Hospital records to be digitized
Records at the former Southern Palmetto Hospital are going to be stored electronically following a vote by the Barnwell County Council.
The council on Dec. 12 voted to allow Star Point to digitize and store the patient records at a cost not to exceed $126,000.
Councilman Freddie Houston made the motion following a closed session during which one item for discussion was “potential contract negotiations related to the hospital bankruptcy.”
Sale of the hospital facility had been held up due to questions over ownership of patient records.
Houston said Star Point was selected because of work they had done for the former Bamberg Hospital.
The vote was unanimous.
The council also voted unanimously to approve a resolution to refinance revenue bonds. The council had previously issued $540,000 in bonds for financing of the new detention center. The refinancing lowers the interest rate the county has to pay for the loan.
In separate action the council held first reading of an ordinance related to zoning. No details accompanied the first reading and no vote was required. The ordinance, which requires three readings, will authorize an update of the county’s zoning maps.
A third action approved unanimously approved financing for a motor grader. The amount of the loan is not to exceed $165,000 at 2.95 percent interest. The load is for seven years.
Following an hour and 47-minute closed session, the council, in a split roll-call vote, extended the time to accept applications for the administrator’s job to January 15, 2018.
Those voting to extend the application time were Freddie Houston, Harold Buckmon, David Kenner and Ben Kinlaw. Voting against the extension were Don Harper, Jerry Creech and Lowell Jowers.
All applications are to be forwarded from the clerk to council to Chairman Lowell Jowers.
According to the agenda, the council also discussed a contract negotiation related to the resolution of Economic Development Commission/Corporation issue, a legal matter related to the museum, as well as Project Bradley.
Chairman Jowers said “nothing was settled” and no action was taken on these issues.
Barnwell County Administrator Pickens Williams Jr. said a recent disaster exercise held at the Barnwell County airport went well. “Several hundred people participated in it,” said Williams.
He also reported that $401,000 in construction building permits had been recorded in November.

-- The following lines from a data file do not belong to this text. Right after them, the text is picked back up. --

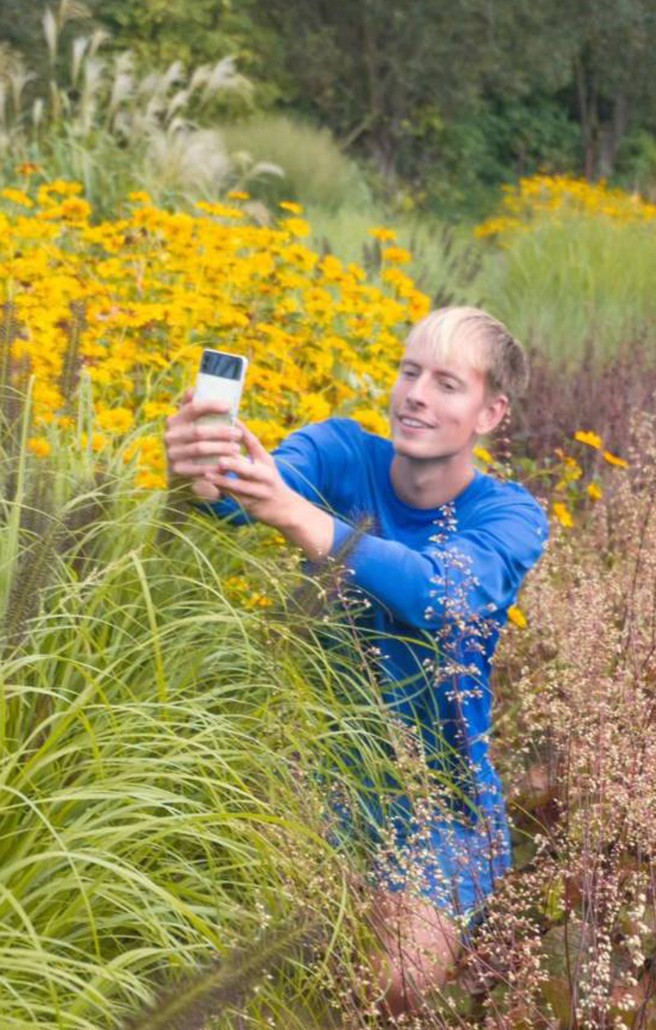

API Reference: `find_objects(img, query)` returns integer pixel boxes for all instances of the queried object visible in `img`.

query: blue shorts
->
[332,786,512,930]
[373,816,512,927]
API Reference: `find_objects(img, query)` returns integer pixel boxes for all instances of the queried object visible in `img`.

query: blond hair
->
[408,307,528,401]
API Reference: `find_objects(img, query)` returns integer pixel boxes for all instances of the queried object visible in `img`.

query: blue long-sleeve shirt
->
[211,418,549,815]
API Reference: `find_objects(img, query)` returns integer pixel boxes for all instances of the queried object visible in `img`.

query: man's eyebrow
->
[401,357,467,386]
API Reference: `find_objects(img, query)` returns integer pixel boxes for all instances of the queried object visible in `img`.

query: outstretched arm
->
[205,422,335,561]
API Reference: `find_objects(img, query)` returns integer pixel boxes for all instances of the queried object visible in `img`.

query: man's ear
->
[476,393,510,437]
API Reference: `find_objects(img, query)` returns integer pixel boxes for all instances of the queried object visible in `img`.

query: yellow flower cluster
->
[475,175,656,238]
[0,188,429,487]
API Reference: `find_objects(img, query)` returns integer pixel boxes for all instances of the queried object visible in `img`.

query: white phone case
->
[194,357,248,465]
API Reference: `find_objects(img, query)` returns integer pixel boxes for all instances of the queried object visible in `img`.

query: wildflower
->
[381,247,412,265]
[586,483,602,501]
[601,451,628,469]
[552,501,574,528]
[473,447,494,465]
[508,605,528,629]
[369,226,396,243]
[128,190,152,204]
[28,437,53,457]
[574,430,601,450]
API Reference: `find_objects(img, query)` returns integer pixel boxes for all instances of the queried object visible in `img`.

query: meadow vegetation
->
[0,10,656,1030]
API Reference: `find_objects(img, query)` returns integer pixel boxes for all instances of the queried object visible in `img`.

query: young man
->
[166,308,548,1015]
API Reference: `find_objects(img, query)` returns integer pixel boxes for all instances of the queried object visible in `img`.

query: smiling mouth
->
[398,415,435,430]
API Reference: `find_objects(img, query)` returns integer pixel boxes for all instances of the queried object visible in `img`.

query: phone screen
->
[201,350,244,379]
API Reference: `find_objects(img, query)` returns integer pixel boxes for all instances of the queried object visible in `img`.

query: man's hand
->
[164,389,242,501]
[207,422,335,560]
[164,389,335,560]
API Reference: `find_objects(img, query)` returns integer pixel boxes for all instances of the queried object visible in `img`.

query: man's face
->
[390,341,503,459]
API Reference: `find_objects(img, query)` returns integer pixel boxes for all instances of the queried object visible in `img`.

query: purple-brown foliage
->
[511,342,656,461]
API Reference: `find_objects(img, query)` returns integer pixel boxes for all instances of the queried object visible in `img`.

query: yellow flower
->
[601,451,628,469]
[381,247,412,265]
[552,501,574,528]
[473,447,494,465]
[28,437,53,457]
[574,430,601,450]
[128,190,152,204]
[508,605,528,629]
[586,483,602,501]
[299,393,332,422]
[143,401,175,422]
[278,200,303,214]
[369,226,396,243]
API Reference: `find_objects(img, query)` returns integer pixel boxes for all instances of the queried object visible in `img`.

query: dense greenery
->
[0,0,656,214]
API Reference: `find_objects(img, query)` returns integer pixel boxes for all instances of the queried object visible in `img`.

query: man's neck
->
[390,454,475,508]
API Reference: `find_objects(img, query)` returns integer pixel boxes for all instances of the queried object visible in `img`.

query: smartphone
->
[194,347,248,465]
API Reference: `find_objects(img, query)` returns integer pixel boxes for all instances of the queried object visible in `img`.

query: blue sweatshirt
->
[211,418,549,832]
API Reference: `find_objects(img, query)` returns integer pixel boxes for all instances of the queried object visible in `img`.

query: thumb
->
[236,421,273,465]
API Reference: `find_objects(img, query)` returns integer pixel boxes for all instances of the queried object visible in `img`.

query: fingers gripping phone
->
[194,347,248,465]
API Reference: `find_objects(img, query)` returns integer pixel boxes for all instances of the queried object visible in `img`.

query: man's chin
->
[391,436,444,461]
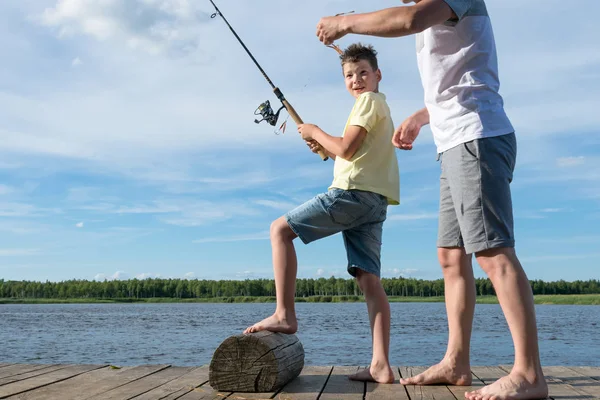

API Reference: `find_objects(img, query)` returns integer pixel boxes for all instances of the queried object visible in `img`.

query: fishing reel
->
[254,100,285,126]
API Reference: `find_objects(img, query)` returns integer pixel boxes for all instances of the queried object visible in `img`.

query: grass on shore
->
[0,294,600,305]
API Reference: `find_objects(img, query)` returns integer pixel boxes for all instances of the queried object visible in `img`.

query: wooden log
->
[209,331,304,393]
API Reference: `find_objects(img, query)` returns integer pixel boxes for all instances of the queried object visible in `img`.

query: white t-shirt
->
[417,0,514,153]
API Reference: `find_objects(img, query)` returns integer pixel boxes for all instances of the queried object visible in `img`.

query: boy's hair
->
[340,43,379,71]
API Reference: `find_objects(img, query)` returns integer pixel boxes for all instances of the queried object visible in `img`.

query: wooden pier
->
[0,364,600,400]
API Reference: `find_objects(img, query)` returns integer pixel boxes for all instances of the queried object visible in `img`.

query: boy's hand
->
[306,140,323,153]
[317,16,347,46]
[392,115,423,150]
[298,124,319,140]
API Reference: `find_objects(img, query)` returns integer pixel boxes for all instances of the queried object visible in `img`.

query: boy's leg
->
[400,160,475,386]
[349,269,394,383]
[244,217,298,334]
[343,192,394,383]
[244,189,372,333]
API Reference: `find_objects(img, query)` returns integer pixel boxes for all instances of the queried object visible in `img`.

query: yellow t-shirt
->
[330,92,400,205]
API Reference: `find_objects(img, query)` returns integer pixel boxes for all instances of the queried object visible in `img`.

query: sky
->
[0,0,600,281]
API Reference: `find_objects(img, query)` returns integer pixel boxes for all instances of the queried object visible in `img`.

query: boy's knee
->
[438,247,467,270]
[270,217,296,240]
[356,268,381,293]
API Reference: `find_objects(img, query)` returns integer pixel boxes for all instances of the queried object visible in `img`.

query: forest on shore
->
[0,277,600,301]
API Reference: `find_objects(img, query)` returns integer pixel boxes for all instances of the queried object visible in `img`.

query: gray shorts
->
[437,133,517,254]
[285,189,388,277]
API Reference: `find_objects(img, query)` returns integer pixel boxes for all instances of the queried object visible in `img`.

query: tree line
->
[0,277,600,299]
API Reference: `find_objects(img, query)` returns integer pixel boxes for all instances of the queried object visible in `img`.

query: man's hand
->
[317,16,347,46]
[298,124,319,140]
[392,115,423,150]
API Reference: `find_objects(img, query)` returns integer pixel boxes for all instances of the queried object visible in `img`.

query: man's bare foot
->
[400,361,472,386]
[244,314,298,334]
[465,372,548,400]
[348,365,395,383]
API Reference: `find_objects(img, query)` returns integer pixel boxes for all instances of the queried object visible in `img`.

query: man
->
[317,0,548,400]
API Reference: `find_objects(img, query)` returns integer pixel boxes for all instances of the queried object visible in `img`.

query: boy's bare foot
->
[244,314,298,334]
[400,361,472,386]
[465,372,548,400]
[348,365,395,383]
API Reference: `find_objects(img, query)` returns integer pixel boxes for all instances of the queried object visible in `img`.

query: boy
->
[317,0,548,400]
[244,44,400,383]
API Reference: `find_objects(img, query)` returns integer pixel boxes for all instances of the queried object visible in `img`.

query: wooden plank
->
[0,364,52,379]
[365,367,410,400]
[319,367,366,400]
[0,365,102,399]
[86,367,194,400]
[399,367,464,400]
[542,367,600,399]
[500,365,572,399]
[274,367,333,400]
[471,366,510,385]
[176,382,231,400]
[568,367,600,381]
[447,373,485,399]
[8,365,168,400]
[0,365,68,386]
[133,365,208,400]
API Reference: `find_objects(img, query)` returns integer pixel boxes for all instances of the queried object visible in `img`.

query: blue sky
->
[0,0,600,281]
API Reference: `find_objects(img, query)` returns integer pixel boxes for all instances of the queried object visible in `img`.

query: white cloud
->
[0,249,39,257]
[556,156,585,168]
[387,213,438,221]
[0,184,14,195]
[0,202,62,217]
[39,0,208,54]
[255,200,298,211]
[194,232,269,243]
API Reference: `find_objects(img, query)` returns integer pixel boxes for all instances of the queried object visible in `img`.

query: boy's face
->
[343,60,381,98]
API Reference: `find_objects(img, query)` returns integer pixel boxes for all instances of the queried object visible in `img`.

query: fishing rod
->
[210,0,329,161]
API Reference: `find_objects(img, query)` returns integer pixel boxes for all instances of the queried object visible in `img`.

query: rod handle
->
[281,100,329,161]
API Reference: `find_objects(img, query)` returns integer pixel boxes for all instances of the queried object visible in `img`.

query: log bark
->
[209,331,304,393]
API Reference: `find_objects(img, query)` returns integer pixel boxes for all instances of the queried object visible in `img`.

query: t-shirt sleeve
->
[348,93,379,132]
[444,0,475,20]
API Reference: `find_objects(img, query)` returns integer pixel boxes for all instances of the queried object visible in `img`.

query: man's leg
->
[349,269,394,383]
[400,247,476,386]
[244,217,298,333]
[400,152,475,385]
[465,248,548,400]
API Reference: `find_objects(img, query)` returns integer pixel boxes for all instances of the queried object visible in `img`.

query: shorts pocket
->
[327,190,372,227]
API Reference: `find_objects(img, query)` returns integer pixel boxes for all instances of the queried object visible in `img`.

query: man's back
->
[417,0,514,153]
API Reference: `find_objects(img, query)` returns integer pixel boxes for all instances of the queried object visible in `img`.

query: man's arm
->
[317,0,456,45]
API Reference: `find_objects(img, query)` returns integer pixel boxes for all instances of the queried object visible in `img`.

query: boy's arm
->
[317,0,456,45]
[304,125,367,160]
[306,139,335,161]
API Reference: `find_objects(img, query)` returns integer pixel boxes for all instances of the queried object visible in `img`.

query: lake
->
[0,303,600,366]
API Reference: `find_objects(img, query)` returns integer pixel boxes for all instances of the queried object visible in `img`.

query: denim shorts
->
[285,188,388,277]
[437,133,517,254]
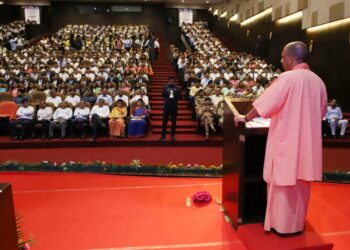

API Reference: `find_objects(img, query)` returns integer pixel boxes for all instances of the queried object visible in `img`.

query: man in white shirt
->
[71,101,90,139]
[90,99,110,142]
[130,89,149,109]
[35,100,53,139]
[49,102,73,140]
[10,99,34,140]
[114,90,129,107]
[96,88,113,107]
[64,89,80,107]
[46,90,62,108]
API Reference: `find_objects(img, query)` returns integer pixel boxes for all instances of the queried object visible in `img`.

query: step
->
[151,109,192,116]
[152,128,198,134]
[152,115,192,122]
[152,120,197,128]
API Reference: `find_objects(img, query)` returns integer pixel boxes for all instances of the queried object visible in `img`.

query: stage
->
[0,173,350,250]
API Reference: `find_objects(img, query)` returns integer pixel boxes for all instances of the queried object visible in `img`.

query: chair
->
[30,91,46,104]
[0,92,13,102]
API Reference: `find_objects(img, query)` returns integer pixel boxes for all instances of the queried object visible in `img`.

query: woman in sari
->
[128,99,148,138]
[108,100,128,138]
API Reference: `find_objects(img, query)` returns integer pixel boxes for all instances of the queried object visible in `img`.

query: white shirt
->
[64,95,80,106]
[37,107,52,121]
[16,106,34,120]
[53,107,73,121]
[90,105,110,118]
[130,95,149,105]
[74,107,90,120]
[114,95,129,107]
[46,96,62,108]
[96,94,113,106]
[210,95,224,106]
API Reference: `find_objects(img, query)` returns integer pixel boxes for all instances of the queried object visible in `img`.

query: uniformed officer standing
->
[159,77,181,141]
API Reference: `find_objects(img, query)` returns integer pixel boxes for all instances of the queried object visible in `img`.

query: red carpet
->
[0,174,246,250]
[0,147,222,166]
[0,173,350,250]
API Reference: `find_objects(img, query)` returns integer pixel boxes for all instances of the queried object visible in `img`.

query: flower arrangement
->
[192,191,211,203]
[0,159,222,177]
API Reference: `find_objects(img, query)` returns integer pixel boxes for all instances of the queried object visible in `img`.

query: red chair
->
[0,102,18,121]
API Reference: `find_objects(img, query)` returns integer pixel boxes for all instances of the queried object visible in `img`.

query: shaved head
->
[281,41,308,71]
[285,41,308,63]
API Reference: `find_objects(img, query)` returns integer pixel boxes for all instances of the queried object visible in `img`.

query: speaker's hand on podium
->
[233,115,247,127]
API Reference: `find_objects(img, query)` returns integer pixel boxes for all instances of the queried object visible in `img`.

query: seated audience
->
[325,99,348,139]
[35,100,53,139]
[90,98,110,142]
[10,99,34,140]
[46,90,62,108]
[128,99,148,138]
[108,99,128,138]
[49,101,73,140]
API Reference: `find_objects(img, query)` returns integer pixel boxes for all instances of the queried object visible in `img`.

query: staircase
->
[149,39,197,136]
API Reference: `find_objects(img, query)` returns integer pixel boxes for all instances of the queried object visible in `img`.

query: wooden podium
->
[0,183,19,250]
[222,98,268,229]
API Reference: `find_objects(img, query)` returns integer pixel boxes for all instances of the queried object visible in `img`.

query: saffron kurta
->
[253,63,327,233]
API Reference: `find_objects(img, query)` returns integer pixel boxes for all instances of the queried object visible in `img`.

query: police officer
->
[159,77,181,141]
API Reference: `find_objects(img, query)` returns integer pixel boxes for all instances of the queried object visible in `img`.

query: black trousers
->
[71,118,88,135]
[35,120,50,137]
[92,114,108,138]
[10,119,33,137]
[162,105,177,137]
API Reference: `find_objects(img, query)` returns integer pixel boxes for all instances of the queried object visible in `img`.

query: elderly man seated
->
[49,101,73,140]
[10,99,34,140]
[325,99,348,139]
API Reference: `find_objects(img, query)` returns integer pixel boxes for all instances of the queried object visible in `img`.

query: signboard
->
[179,9,193,26]
[24,6,40,24]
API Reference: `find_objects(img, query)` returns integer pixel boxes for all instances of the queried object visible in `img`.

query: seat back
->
[0,92,12,102]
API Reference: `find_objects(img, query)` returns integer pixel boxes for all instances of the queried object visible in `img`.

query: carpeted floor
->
[0,173,350,250]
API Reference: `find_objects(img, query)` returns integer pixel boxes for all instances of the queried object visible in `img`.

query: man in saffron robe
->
[235,42,327,234]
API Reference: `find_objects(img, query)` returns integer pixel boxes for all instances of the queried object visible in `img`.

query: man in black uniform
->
[159,77,181,141]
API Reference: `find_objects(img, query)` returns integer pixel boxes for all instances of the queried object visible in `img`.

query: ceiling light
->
[229,13,238,22]
[241,7,272,26]
[220,11,227,18]
[276,11,303,24]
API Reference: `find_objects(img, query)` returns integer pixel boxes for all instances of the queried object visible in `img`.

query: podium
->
[0,183,19,250]
[222,97,268,229]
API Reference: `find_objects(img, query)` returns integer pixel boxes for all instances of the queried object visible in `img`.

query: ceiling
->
[5,0,223,8]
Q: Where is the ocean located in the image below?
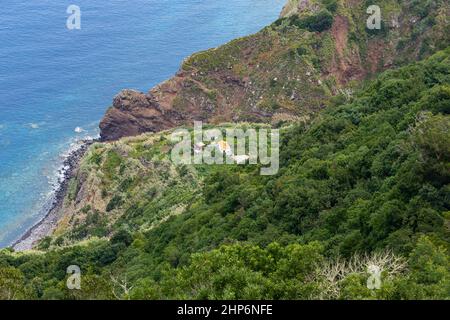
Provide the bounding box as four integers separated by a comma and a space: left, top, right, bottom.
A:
0, 0, 285, 247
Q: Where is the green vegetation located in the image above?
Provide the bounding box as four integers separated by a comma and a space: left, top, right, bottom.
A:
0, 48, 450, 299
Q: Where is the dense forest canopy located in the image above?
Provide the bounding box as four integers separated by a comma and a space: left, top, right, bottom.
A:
0, 48, 450, 299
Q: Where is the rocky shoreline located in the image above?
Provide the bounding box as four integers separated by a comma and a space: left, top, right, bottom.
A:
11, 139, 97, 251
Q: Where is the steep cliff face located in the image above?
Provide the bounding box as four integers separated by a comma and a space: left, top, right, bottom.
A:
100, 0, 450, 141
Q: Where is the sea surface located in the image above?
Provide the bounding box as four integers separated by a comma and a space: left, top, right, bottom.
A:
0, 0, 284, 247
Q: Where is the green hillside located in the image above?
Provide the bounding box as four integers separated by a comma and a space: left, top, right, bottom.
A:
0, 48, 450, 299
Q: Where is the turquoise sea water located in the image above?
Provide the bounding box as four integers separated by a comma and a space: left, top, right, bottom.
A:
0, 0, 284, 247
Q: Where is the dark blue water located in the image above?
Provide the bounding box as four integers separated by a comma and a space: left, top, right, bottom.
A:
0, 0, 284, 247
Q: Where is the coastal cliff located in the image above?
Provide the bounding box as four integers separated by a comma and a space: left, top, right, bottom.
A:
100, 0, 450, 141
0, 0, 450, 300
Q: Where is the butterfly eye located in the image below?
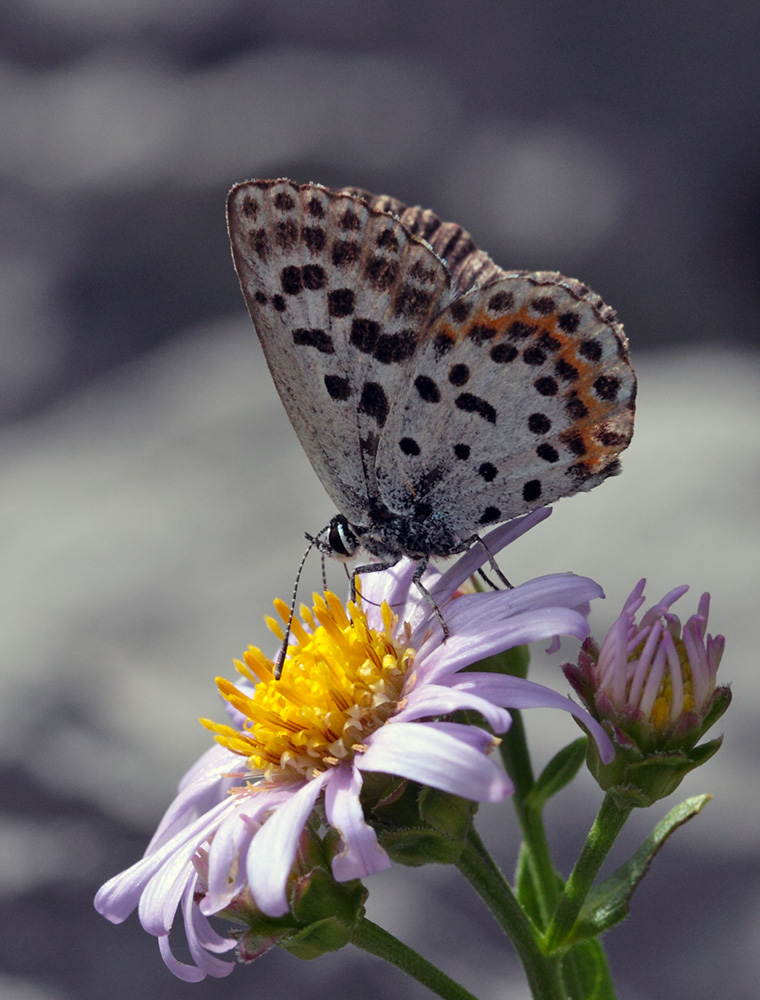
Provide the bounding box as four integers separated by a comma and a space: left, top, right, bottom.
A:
327, 516, 359, 559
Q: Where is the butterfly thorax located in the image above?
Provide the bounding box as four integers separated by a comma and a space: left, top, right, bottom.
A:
348, 500, 468, 560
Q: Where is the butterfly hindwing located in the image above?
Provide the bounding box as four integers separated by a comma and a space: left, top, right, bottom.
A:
378, 272, 636, 538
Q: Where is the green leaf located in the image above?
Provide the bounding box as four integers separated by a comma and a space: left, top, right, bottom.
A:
565, 938, 615, 1000
569, 795, 712, 941
527, 736, 588, 809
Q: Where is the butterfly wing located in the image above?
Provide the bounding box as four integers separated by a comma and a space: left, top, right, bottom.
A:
377, 272, 636, 540
228, 180, 455, 524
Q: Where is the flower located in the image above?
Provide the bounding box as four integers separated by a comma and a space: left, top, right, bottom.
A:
95, 510, 613, 981
563, 580, 731, 805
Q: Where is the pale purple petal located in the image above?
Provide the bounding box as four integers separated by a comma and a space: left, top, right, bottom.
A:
416, 598, 588, 683
428, 716, 504, 754
182, 874, 237, 979
452, 673, 615, 764
199, 812, 256, 915
137, 851, 196, 937
247, 770, 335, 917
392, 684, 512, 733
145, 743, 247, 855
158, 934, 208, 983
95, 798, 234, 924
354, 722, 512, 802
200, 786, 298, 916
325, 767, 391, 882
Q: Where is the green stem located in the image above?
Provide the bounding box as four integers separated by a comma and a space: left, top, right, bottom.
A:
351, 917, 477, 1000
501, 709, 560, 927
458, 828, 566, 1000
545, 794, 633, 951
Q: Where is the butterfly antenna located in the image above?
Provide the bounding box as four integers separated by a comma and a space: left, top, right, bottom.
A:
274, 524, 330, 681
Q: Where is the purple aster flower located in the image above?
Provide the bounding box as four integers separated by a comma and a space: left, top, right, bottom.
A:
95, 510, 614, 981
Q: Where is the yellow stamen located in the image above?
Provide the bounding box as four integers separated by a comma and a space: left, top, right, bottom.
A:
200, 591, 414, 781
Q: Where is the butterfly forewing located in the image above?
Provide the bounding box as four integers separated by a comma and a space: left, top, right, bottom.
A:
228, 180, 452, 523
228, 180, 636, 560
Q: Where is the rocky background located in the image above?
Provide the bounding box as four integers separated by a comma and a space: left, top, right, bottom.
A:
0, 0, 760, 1000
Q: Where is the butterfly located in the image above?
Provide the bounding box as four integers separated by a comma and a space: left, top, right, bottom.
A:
227, 179, 636, 648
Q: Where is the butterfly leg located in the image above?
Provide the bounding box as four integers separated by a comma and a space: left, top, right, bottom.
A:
412, 559, 451, 642
465, 535, 514, 590
351, 559, 398, 601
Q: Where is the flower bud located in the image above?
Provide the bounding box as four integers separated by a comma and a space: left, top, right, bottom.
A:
563, 580, 731, 806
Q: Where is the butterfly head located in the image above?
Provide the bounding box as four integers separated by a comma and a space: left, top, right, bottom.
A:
324, 514, 360, 562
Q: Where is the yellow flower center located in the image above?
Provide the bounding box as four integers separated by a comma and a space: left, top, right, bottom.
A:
629, 636, 694, 733
200, 591, 414, 781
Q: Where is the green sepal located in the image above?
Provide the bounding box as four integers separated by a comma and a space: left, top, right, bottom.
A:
362, 775, 478, 867
526, 736, 588, 809
564, 795, 712, 944
277, 870, 367, 960
587, 732, 723, 808
564, 938, 615, 1000
418, 786, 478, 844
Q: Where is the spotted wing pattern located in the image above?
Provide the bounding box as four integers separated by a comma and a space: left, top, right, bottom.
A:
228, 180, 636, 558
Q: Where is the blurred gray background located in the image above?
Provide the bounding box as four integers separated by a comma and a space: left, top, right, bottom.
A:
0, 0, 760, 1000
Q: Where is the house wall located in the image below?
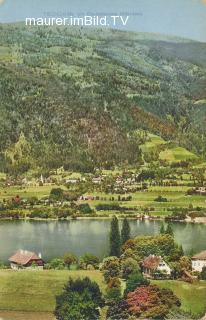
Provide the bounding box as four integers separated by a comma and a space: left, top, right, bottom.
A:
192, 260, 206, 272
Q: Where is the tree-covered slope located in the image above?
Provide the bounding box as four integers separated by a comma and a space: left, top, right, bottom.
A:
0, 24, 206, 171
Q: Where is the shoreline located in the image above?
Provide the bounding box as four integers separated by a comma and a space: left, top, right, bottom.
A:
0, 214, 206, 225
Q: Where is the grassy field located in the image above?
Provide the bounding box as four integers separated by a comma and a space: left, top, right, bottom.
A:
153, 280, 206, 315
159, 147, 198, 163
0, 270, 104, 312
0, 181, 206, 216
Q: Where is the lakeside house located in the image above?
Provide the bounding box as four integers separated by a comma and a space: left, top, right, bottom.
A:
192, 250, 206, 272
142, 255, 172, 277
9, 249, 44, 270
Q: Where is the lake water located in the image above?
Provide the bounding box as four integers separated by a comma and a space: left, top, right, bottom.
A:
0, 219, 206, 261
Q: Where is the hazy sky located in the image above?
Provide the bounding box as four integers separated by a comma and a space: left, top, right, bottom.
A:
0, 0, 206, 42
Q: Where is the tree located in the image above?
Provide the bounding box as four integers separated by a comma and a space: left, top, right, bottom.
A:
106, 277, 121, 301
48, 258, 65, 270
165, 223, 174, 237
54, 278, 103, 320
125, 271, 150, 294
121, 258, 140, 279
107, 300, 132, 320
200, 267, 206, 280
80, 253, 99, 269
110, 217, 120, 257
63, 252, 78, 267
160, 222, 165, 234
50, 188, 64, 200
121, 218, 130, 245
101, 257, 120, 282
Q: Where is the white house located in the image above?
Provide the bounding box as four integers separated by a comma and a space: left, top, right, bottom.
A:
192, 250, 206, 272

He said this is a good sign and “maybe we’ll see more in the future,” said Williams.
The administrator said a councilman had suggested putting information on the capital sales tax projects on the website. As a result, pictures and information on the county’s projects have been uploaded. Williams said municipal projects are “starting to move”.
Williams said pump testing of county fire trucks “went smooth” and all the testing has been completed.
In his financial update, Williams said revenues are “normal for the July-August-September time period” and expects revenues to be up in October.
Expenditures to date “look like we overspent” due to up-front payments for insurance, workers compensation and health/life insurance “but we will have other months of no payments,” said Williams. “Overall we are in good shape,” he said.
During the public comments section of the meeting Rev. Herman Wallace, pastor of Tabernacle Baptist Church and chairman of the Blackville Neighborhood Watch, said he and other Blackville residents “have made a commitment to attend county council meetings.
He said he was recently appointed to a board at Denmark Technical College and learned there has been “little contribution” from Barnwell County to the college. He appealed to the councilmen to review that status in the future.
Wallace also said, “We have some (neighborhood watch) members here. We want to let you know we are concerned about Blackville and concerned about Barnwell County. We will be here and participating more in the future.”
Ethel Washington said she serves on the county grievance board and Axis 1 board as well as serving as vice president of the Blackville Community Development Corporation and the Music and Arts Festival board. “I see the growth of other towns around us and want to know what we can do to help county council and help Blackville. Blackville is a part of this county.”
Chairman Jowers said, “I grew up in Blackville and am aware of your situation.”
He welcomed those attending and asked for their continued participation.